“I don’t want people to be frightened. I don’t want to create panic.”
When it emerged last week that President Trump downplayed the seriousness of COVID-19 to avoid panic, public health experts found a couple structural flaws in his argument.
First, societies rarely panic. And second, widespread fear and anxiety happen when people don’t have enough information.
“Being totally consumed by emotion and putting oneself above others, and engaging in what others may conceive to be irrational behavior—that is an incredibly rare social phenomenon,” says Monica Shoch-Spana, PhD, a medical anthropologist at the Johns Hopkins Center for Health Security.
In acute emergencies—say, being trapped in a burning building—people sometimes act in anti-social ways in a mad scramble to get out. Or, says Anthony Mawson, DrPH, not so mad: Fear is present, but the behavior is rational.
“Everybody would behave in the same way under that. But there’s nothing, as it were, panicky about it. It’s just, ‘This is what we've got to do,’” he says.

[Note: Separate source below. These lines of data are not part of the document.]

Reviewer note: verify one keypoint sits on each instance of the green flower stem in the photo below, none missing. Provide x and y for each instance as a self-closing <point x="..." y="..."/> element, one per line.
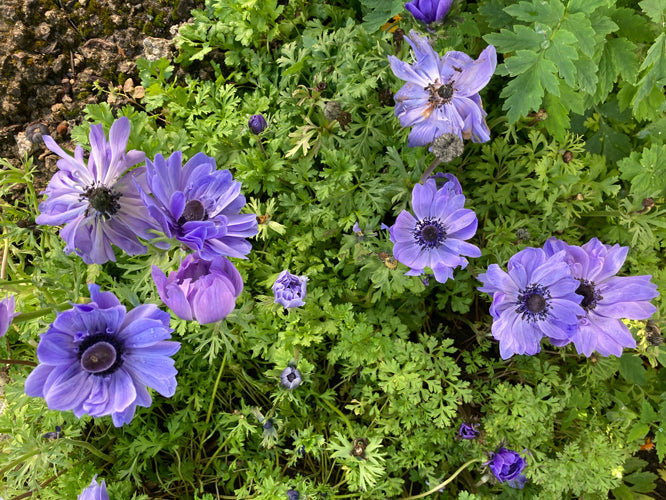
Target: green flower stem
<point x="18" y="461"/>
<point x="442" y="485"/>
<point x="91" y="449"/>
<point x="210" y="406"/>
<point x="342" y="415"/>
<point x="30" y="315"/>
<point x="17" y="362"/>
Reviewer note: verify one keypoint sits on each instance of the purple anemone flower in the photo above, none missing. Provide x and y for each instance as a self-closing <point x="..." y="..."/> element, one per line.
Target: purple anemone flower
<point x="536" y="298"/>
<point x="429" y="11"/>
<point x="290" y="290"/>
<point x="203" y="290"/>
<point x="468" y="431"/>
<point x="199" y="205"/>
<point x="434" y="236"/>
<point x="507" y="466"/>
<point x="607" y="298"/>
<point x="98" y="358"/>
<point x="257" y="124"/>
<point x="98" y="201"/>
<point x="442" y="93"/>
<point x="7" y="313"/>
<point x="290" y="378"/>
<point x="94" y="491"/>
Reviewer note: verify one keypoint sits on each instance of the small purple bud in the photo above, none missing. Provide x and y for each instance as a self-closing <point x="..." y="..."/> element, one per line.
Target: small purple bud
<point x="468" y="431"/>
<point x="290" y="378"/>
<point x="257" y="124"/>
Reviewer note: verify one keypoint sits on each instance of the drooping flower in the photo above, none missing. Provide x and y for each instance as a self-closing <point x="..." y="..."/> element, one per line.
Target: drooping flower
<point x="536" y="298"/>
<point x="201" y="290"/>
<point x="435" y="235"/>
<point x="507" y="466"/>
<point x="94" y="491"/>
<point x="199" y="205"/>
<point x="441" y="95"/>
<point x="98" y="200"/>
<point x="257" y="124"/>
<point x="606" y="298"/>
<point x="7" y="313"/>
<point x="468" y="431"/>
<point x="290" y="290"/>
<point x="429" y="11"/>
<point x="98" y="358"/>
<point x="290" y="378"/>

And even this impulse, argues Mawson, an epidemiologist and social scientist at Jackson State University in Mississippi, has its roots in a desire to run towards one’s loved ones and safety, rather than just away from the source of danger. “Panic has been described, historically, as mass escape just to save oneself and exclusive interest in one's own self,” he says. “It's just the opposite, in fact, it's concerned about other people.”
In more long-term emergency situations, like pandemics, anti-social “panic” is even rarer.
One reason that societal panic is uncommon is that people tend to underestimate the amount of danger they’re in, even when warned by experts. “We, as a species, prefer to feel safe. We do everything to convince ourselves that we're safe,” says Schoch-Spana.
“So, people who study the communication of warnings to the public during disasters will tell you, you have to dislodge people from that baseline desire to feel safe. You have to ratchet up the perceived risk,” she says, to get people to respond appropriately.
Once people learn the truth about an emergency situation, they can become anxious, but that’s not the same thing as panic—the chaotic, “every person for themselves” mentality.
“The surest way to instill fear and panic in the population is to hide the truth from them,” says Lawrence Gostin, JD, director of the O'Neill Institute for National and Global Health Law at Georgetown University. “When people aren’t sure that they’re being told the whole truth, if there are mixed messages coming from the president and public health officials, they are much more likely to become fearful and confused.”
By contradicting public health experts on the severity of the disease and the importance of masks and social distancing, the president created an environment of uncertainty. But people still didn’t panic, per se, even in COVID hotspots—their responses to this fear and confusion took the form of mistrust of medical experts. “The virus spread almost uncontrollably because people didn't believe the scientists, didn't believe it was serious,” says Gostin.
The pandemic is nowhere near over, but clear, consistent, and truthful information can still help prevent further damage.
Another essential piece, according to Schoch-Spana, is transparency, especially with regard to unknowns and things that may change.
“Communicators, including scientists themselves, need to let people in on that secret that science is a process of learning,” she says.